The first thing that you need to do is get yourself out to Steve Gibson's web site and download a number of files... I don't know if I remember them all, but you will want to get socket-to-me and socket-lock, which puts the kibash on raw socket access, which can leave your system vulnerable, un-plug-n-pray, which disables UPnP (something that the FBI strongly recommends), shoot-the-messenger, which will turn off the messenger service altogether, and Xpedite, which you shouldn't need if you're patches are up to date. Then run a shields up port scan to see how vulnerable you are.

Mark

[Bush2000]

Microsoft themselves claimed (in court) that IE was an integral and unseparable part of Windows

They might have made that claim but the court didn't buy that argument. The court went so far as to order MS to disintegrate them. So try again.
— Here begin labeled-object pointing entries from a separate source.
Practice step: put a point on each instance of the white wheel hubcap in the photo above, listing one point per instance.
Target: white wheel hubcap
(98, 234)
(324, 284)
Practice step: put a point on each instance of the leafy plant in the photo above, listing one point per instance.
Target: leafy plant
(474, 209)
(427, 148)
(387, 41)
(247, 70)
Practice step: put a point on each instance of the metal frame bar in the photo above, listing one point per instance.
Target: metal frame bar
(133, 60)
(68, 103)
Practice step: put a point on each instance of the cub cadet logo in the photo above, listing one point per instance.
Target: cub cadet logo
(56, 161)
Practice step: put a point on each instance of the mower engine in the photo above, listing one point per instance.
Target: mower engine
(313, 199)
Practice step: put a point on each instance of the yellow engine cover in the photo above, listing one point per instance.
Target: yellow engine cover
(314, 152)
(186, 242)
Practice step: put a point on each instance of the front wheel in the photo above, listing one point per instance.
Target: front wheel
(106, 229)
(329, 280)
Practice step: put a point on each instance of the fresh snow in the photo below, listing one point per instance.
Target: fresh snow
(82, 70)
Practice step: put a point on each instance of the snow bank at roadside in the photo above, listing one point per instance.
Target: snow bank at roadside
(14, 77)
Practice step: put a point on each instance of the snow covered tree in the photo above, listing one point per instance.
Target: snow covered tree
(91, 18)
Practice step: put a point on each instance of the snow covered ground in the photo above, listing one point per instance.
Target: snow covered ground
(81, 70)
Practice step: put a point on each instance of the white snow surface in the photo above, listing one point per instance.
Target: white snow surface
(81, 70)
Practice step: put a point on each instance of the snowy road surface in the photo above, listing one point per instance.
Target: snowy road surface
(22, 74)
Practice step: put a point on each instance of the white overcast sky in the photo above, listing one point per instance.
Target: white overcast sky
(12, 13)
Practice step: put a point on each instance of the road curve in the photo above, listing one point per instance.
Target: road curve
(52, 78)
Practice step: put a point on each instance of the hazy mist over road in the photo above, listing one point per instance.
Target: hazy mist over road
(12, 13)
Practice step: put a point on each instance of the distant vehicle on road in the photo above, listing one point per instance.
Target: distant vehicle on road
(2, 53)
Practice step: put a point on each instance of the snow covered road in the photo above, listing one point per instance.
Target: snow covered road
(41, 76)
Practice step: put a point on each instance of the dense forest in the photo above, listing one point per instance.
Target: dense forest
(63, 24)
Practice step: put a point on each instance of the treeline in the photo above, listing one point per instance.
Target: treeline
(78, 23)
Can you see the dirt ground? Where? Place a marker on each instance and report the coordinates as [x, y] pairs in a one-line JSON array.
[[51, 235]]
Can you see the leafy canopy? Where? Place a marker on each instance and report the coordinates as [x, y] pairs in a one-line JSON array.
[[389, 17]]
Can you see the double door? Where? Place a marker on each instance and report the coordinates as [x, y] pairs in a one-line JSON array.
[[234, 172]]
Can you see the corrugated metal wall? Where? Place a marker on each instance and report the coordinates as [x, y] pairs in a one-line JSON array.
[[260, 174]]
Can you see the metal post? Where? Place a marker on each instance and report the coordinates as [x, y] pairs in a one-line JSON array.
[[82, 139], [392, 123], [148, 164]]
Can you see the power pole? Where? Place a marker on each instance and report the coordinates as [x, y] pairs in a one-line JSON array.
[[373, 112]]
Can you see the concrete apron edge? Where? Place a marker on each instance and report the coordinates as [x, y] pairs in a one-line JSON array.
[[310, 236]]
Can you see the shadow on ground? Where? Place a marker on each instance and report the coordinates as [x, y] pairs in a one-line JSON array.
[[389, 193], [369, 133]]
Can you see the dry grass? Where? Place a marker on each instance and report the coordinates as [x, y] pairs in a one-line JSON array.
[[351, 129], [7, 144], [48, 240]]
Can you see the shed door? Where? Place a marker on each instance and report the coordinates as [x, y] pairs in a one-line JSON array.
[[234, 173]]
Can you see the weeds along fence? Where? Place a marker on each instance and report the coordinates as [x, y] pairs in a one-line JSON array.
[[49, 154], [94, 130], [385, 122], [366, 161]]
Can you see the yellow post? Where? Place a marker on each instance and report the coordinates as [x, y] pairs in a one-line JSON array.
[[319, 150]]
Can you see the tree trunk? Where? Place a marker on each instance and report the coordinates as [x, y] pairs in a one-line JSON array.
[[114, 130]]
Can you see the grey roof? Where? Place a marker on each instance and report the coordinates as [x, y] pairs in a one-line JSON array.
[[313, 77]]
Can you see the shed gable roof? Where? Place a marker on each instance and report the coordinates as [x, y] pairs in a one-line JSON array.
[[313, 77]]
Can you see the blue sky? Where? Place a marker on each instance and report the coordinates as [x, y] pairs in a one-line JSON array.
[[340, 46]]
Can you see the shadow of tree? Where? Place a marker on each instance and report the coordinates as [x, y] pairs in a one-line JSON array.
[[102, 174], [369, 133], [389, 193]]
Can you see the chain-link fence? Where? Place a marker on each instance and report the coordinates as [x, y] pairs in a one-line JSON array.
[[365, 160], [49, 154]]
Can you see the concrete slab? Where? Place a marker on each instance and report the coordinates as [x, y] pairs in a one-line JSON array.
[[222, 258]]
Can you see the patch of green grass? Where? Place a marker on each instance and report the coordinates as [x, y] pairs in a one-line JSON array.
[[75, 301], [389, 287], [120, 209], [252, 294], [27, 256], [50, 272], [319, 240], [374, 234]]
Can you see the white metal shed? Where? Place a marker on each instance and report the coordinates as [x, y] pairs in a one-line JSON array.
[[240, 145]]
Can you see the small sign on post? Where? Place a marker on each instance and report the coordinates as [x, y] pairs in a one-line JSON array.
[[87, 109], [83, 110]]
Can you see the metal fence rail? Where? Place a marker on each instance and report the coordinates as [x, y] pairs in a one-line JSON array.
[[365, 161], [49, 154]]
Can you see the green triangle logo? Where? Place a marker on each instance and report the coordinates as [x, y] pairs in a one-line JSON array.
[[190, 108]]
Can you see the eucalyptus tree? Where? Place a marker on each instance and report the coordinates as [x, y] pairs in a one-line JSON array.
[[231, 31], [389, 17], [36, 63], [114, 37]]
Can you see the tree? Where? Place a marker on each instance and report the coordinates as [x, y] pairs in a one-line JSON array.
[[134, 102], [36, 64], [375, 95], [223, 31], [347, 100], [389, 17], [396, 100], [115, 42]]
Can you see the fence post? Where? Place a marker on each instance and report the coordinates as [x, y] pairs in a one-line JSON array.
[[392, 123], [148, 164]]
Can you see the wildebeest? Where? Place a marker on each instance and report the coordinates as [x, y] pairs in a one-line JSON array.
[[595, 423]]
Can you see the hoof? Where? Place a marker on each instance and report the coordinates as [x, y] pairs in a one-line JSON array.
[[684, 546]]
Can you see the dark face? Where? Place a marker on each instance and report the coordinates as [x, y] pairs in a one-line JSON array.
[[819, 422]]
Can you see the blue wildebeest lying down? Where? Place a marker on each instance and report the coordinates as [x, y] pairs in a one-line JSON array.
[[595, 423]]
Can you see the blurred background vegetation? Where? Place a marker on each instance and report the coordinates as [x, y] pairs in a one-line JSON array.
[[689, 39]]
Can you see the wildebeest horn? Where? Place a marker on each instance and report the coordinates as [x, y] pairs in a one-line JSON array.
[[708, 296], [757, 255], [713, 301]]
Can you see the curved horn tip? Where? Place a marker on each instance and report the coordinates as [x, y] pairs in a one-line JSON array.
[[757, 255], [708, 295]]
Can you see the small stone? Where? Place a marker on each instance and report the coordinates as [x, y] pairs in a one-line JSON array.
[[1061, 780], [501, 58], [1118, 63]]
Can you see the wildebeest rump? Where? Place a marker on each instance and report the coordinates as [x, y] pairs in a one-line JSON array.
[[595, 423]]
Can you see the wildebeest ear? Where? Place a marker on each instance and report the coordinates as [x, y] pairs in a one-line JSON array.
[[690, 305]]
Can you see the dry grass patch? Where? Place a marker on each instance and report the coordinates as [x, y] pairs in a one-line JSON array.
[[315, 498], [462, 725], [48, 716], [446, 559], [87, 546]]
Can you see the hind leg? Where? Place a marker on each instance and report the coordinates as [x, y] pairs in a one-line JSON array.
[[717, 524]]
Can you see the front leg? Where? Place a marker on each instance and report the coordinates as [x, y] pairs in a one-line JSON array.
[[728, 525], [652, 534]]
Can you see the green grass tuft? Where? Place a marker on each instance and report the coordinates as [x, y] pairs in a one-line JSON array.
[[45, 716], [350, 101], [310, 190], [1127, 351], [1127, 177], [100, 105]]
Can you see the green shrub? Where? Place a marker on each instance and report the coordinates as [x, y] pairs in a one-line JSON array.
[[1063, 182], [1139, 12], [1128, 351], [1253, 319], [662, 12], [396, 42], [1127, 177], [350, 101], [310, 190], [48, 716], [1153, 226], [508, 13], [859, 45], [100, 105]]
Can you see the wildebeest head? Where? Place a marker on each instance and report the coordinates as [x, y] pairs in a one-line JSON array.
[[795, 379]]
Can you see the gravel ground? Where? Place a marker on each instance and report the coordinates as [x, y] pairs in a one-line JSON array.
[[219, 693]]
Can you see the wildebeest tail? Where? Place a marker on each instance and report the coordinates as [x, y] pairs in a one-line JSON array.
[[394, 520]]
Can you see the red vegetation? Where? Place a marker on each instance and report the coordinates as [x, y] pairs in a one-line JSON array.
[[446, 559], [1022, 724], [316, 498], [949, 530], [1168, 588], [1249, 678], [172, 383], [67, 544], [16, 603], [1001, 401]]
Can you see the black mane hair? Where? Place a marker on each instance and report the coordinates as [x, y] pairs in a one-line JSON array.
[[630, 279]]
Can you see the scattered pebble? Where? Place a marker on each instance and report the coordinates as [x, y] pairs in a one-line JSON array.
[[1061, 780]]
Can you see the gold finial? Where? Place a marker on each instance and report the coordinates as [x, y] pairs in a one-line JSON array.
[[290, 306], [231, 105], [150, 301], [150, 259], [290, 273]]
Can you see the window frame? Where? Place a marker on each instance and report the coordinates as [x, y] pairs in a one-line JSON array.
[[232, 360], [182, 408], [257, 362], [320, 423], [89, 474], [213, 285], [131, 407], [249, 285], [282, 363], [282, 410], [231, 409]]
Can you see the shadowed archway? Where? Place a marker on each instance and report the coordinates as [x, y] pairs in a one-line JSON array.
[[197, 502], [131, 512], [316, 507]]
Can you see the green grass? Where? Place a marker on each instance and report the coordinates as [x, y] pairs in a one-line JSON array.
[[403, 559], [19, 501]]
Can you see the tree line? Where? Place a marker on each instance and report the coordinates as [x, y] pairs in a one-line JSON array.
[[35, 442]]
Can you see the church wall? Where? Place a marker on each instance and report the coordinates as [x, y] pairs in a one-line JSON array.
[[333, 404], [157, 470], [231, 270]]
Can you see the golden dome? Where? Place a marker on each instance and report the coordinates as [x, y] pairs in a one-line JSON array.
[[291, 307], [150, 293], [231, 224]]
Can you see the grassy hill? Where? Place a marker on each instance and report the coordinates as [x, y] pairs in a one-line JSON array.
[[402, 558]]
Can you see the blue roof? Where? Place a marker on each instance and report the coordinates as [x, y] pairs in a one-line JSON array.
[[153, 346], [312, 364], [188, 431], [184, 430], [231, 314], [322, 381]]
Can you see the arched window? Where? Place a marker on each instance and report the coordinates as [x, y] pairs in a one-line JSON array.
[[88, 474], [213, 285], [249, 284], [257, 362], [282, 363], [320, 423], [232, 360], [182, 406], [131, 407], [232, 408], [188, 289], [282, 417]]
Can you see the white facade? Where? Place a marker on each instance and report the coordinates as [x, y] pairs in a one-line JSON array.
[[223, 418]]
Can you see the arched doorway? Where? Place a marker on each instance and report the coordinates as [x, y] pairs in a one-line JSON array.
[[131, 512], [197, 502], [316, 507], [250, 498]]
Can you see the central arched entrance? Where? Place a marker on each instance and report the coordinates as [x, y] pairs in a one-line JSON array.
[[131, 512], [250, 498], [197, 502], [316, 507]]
If you want to attribute them as Linux security problems, then they are potential Windows security problems as well -- even though they are not Microsoft products.

Get real. Mozilla and Apache and Netscape aren't distributed on Windows disks. But they are distributed with Linux.

[MarkL]

I have 12 updates (one is critical) in the past week that have went to test. they average far more than four an month..

Actually, on a client system where I installed an OEM copy of WindowsXP, complete with SP1, when I went out to WindowsUpdate two weeks ago, I was informed that there were 28 critical updates... How long has WinXP SP1 been out? BTW, I suspect that the number is now greater.

Mark

[tortoise]

Great, kids. The moral of the story is if you turn off EVERYTHING, you don't have to patch your box.

No, genius. The point is that you turn off what you don't need and configure it so that it is secure as possible. We probably have around ten different network daemons running on them at any given moment on average. Nonetheless, the OS has not needed to be patched and only one of the myriad of daemons that we run had to be patched. These boxes do most everything that a normal Unix server does plus some extra things most Unix servers do not. They have simply been trouble free for the most part and no security vulnerabilities have been published for the various applications we use (excepting the one).